Take the movement of American manufacturing to foreign lands:
It is tragic to see the suffering caused by those whose jobs are taken abroad, but then it is also tragic to see the suffering of human beings in other countries who lack jobs and livable wages. Christians are just as concerned for neighbors who are far off as for neighbors who are near. The evidence is stacking up to indicate that globalization is better for the world, and if that is so, then Christians must be ready and willing to work for the good of all.
Meanwhile, there is always going to be “the next China” to attract labor-intensive, low-wage manufacturing. In fact, America’s efforts to bring back home one or two million manufacturing jobs pale in comparison to the nearly 100 million manufacturing jobs that are flowing out of China and recirculating to places where there is cheaper labor costs: Myanmar, Bangladesh, Ethiopia, and other low-wage, low-skill countries.
The output of American made goods by American companies will continue to decline because the math still clearly favors arbitrage – (1) producing at the cheapest price and (2) closest to one’s customers. The combination of cheaper labor and being able to build close to the customer is the optimal way to manufacture. Indeed, the American manufacturer is discovering that building closer to the customers they are reaching right at home can be cheaper than the savings to be made by hiring cheaper labor elsewhere. In an age of globalization, the hope for increasing American manufacturing is largely in having foreign companies build locally in order to be closer to the Americans to whom they hope to sale what is manufactured. This is apparent, for example, with Japanese cars.

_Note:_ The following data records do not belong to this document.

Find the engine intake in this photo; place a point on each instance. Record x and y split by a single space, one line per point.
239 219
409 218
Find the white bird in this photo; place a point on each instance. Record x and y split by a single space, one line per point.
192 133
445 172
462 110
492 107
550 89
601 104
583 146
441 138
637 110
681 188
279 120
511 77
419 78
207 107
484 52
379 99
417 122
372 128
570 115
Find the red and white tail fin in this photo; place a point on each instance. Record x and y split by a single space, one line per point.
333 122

The best way to increase manufacturing at home is not to try to bring plants and companies back, but to improve the infrastructure, making it easier to build and sale across the land. Of course this includes improvement of the social infrastructure in states and cities wishing to attract high-wage business, e.g. schools, broadband availability, culture, etc.

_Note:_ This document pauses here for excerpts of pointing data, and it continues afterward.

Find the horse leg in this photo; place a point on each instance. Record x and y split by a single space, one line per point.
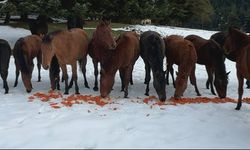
240 90
95 63
121 72
210 79
193 81
127 76
65 78
172 74
4 74
74 76
39 60
248 84
83 67
17 76
147 77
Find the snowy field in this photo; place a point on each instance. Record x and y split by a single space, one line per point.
123 124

One other fact should be taken into account as workers loose manufacturing jobs: a relatively new problem is about to overtake American workers: robotics. The only hope going forward is to provide training for new jobs and new skills, while supporting those who will need to be retrained.

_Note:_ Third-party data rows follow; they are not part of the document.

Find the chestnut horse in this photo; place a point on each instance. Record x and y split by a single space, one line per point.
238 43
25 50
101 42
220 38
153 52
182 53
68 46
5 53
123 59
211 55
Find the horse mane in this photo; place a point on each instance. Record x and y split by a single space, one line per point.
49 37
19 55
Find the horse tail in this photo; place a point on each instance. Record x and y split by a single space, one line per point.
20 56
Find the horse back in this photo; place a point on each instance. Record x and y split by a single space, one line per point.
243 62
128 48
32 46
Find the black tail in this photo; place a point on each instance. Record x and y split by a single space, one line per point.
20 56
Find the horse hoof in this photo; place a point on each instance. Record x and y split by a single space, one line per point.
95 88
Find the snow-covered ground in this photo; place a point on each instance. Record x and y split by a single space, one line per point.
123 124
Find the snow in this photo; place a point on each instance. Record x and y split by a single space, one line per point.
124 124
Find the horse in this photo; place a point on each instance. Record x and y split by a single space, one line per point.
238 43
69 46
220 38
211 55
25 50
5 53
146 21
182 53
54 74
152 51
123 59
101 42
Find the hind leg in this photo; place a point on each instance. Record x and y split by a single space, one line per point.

Take those trade agreements:
Is it not clear enough that The US got the deal it wanted with Iran regarding nuclear weapons production because it had entered into trade agreements with countries that cooperated with the imposition of economic sanctions?
Are enough people paying attention to what “the turn to the East” has meant to American business enterprises, and how much damage would be done economically if the US does not enter into pan Asian trade agreements that are fair, innovative, and farsighted? A study by Peter Petri and Michael Plummer estimates that the Trans-Pacific Partnership would boost American incomes by $131 billion.
Does anyone think Mexico would have become as democratic and economically healthy without NAFTA? And, the flow of Mexican and US immigration during Obama’s term has mainly been the voluntary exiting of Mexicans on their way home to capitalize on the growing economy. The smartest thing the US can do is to send job creating and socially stabilizing supply chains back with those people returning Mexico, investing there. America should begin to think of itself as the heart of an integrated North American supercontinent. The infrastructural, economic, cultural, and strategic blending of north America has become an irreversible fact.
Though developments are still so rapid and so fluid that it is difficult to draw definitive conclusions, overall and on balance there is evidence that globalization is good for the American economy. A study by the Peterson Institute found that past trade liberalization laws added between $7,100 to 12,900 in additional income to the average household. And, a more efficient manufacturing system makes it possible to divert resources into things that improve the quality of life. Neil Irwin points out that Pittsburgh has lost 5,100 steel jobs since 1990, but it has also gained 66,000 health care jobs over the same time.